Na época, a publicação passou praticamente despercebida. Agora, com Espanha e Argentina confirmadas na decisão, o print virou uma espécie de profecia digital.

A graça está justamente no absurdo. Em 2021, Messi ainda não tinha vencido nem a Copa de 2022. Lamine Yamal ainda nem era nome consolidado no futebol profissional. E a ideia de uma final Argentina x Espanha em 2026 parecia apenas mais um palpite aleatório perdido na internet.

O presságio contra a Espanha

Também há uma superstição que favorece os argentinos pelo lado espanhol. Em 2002, a Alemanha chegou à final da Copa tendo sofrido apenas um gol antes da decisão. O time de Oliver Kahn enfrentou uma seleção sul-americana, o Brasil, e perdeu por 2 a 0, com dois gols de Ronaldo.

Agora, a Espanha chega à final de 2026 também com apenas um gol sofrido em toda a campanha, vazada apenas pela Bélgica nas quartas de final. E, mais uma vez, a adversária será uma seleção sul-americana.

Não quer dizer nada. Mas, em semana de final, basta uma coincidência dessas para virar argumento.

Doze anos depois do Maracanã

Há ainda uma comparação que mexe com a memória sul-americana. O Brasil perdeu a Copa de 1950 no Maracanã e, 12 anos depois, foi campeão mundial no Chile, em uma Copa disputada na América.

File:Germany and Argentina face off in the final of the World Cup 2014 -2014-07-13 (6).jpg - Wikimedia Commons

Foto: Creative Commons

A Argentina perdeu a final de 2014 no Maracanã, contra a Alemanha. Agora, 12 anos depois, disputa uma final de Copa em solo americano, contra a Espanha. A conta virou munição para quem acredita que a história pode repetir, com outro país sul-americano fechando uma ferida aberta no Rio de Janeiro.

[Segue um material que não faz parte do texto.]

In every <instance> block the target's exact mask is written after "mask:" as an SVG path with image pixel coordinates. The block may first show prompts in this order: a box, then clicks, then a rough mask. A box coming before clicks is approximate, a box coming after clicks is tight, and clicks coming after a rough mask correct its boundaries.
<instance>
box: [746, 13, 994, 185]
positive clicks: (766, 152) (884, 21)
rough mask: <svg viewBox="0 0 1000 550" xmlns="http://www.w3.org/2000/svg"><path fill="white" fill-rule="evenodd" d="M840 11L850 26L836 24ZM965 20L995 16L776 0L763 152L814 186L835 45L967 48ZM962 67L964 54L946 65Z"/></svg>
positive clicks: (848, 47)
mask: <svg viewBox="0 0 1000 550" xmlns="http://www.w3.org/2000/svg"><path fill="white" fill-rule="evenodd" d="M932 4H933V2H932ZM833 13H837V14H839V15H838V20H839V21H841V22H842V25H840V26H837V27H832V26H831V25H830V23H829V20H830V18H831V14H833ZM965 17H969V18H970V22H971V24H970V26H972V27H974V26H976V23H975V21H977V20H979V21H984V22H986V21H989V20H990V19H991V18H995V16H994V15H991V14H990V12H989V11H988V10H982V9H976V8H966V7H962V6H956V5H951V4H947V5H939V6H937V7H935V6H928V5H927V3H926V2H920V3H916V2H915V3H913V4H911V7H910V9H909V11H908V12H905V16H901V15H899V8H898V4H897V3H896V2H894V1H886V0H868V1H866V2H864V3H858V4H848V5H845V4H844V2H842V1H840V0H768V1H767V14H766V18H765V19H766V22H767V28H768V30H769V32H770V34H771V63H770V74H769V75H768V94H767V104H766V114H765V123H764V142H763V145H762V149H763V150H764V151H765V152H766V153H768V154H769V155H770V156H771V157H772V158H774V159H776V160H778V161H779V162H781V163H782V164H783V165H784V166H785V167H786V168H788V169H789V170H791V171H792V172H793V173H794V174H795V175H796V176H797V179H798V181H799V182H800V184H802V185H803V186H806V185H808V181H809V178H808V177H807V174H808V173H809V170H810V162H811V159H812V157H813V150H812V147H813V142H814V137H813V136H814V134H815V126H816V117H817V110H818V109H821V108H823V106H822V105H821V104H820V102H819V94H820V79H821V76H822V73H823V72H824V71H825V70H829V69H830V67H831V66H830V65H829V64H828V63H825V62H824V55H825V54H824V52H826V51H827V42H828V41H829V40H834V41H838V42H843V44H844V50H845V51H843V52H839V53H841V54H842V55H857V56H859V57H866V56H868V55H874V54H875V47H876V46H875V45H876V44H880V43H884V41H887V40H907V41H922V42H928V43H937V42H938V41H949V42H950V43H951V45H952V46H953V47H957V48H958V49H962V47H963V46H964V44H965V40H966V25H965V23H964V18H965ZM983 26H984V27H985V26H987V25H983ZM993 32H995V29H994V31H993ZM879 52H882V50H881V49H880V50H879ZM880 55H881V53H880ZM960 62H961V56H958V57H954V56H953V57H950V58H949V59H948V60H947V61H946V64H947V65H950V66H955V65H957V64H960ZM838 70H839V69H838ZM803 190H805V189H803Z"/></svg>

É uma leitura emocional, não estatística. Mas Copas também vivem disso.

A semifinal como sinal

Nas últimas vezes em que a seleção passou por uma semifinal nos pênaltis, acabou perdendo a final. Foi assim em 1990, quando eliminou a Itália nos pênaltis e depois caiu para a Alemanha Ocidental. Também foi assim em 2014, quando passou pela Holanda nos pênaltis e perdeu novamente para a Alemanha.

Quando venceu a semifinal nos 90 minutos, o roteiro foi diferente. Em 1986, bateu a Bélgica por 2 a 0, com dois gols de Maradona, e depois foi campeã contra a Alemanha Ocidental. Em 2022, derrotou a Croácia por 3 a 0 e terminou o Mundial com a taça.

Agora em 2026, a Argentina voltou a vencer uma semifinal sem disputa de pênaltis: bateu a Inglaterra por 2 a 1. Para os supersticiosos, o padrão está lançado: quando a Argentina sofre até os pênaltis na semifinal, perde a final; quando resolve antes, levanta a Copa.

Mas nem tudo joga a favor

No meio de tanta superstição positiva, também há sinais que assustam os argentinos. O primeiro vem de uma repetição histórica: em 1982, a Argentina caiu cedo; em 1986, foi campeã; em 1990, chegou à final e perdeu.

Décadas depois, a sequência parece parecida: em 2018, caiu nas oitavas; em 2022, foi campeã; em 2026, chegou novamente à final. Se o paralelo seguir a lógica de 1990, o desfecho seria o vice.

FIFA

Foto: Divulgação/Fifa

Outra corrente negativa diz que, desde 2018, os finalistas estariam “descendo um degrau” a cada Copa.

Em 2018, a França foi campeã e a Croácia vice. Em 2022, a Argentina foi campeã, a França vice e a Croácia terceira. Se a brincadeira se repetir em 2026, a Argentina terminaria em segundo e a França em terceiro, caso vença a disputa contra a Inglaterra.

É claro que nada disso entra em campo. A final será decidida por Messi, Yamal, Rodri, Enzo, Scaloni, De la Fuente e por tudo que acontecer nos 90 minutos ou mais. Mas, para a Argentina, uma final de Copa é futebol, memória, camisa, rotina, presságio, medo e fé.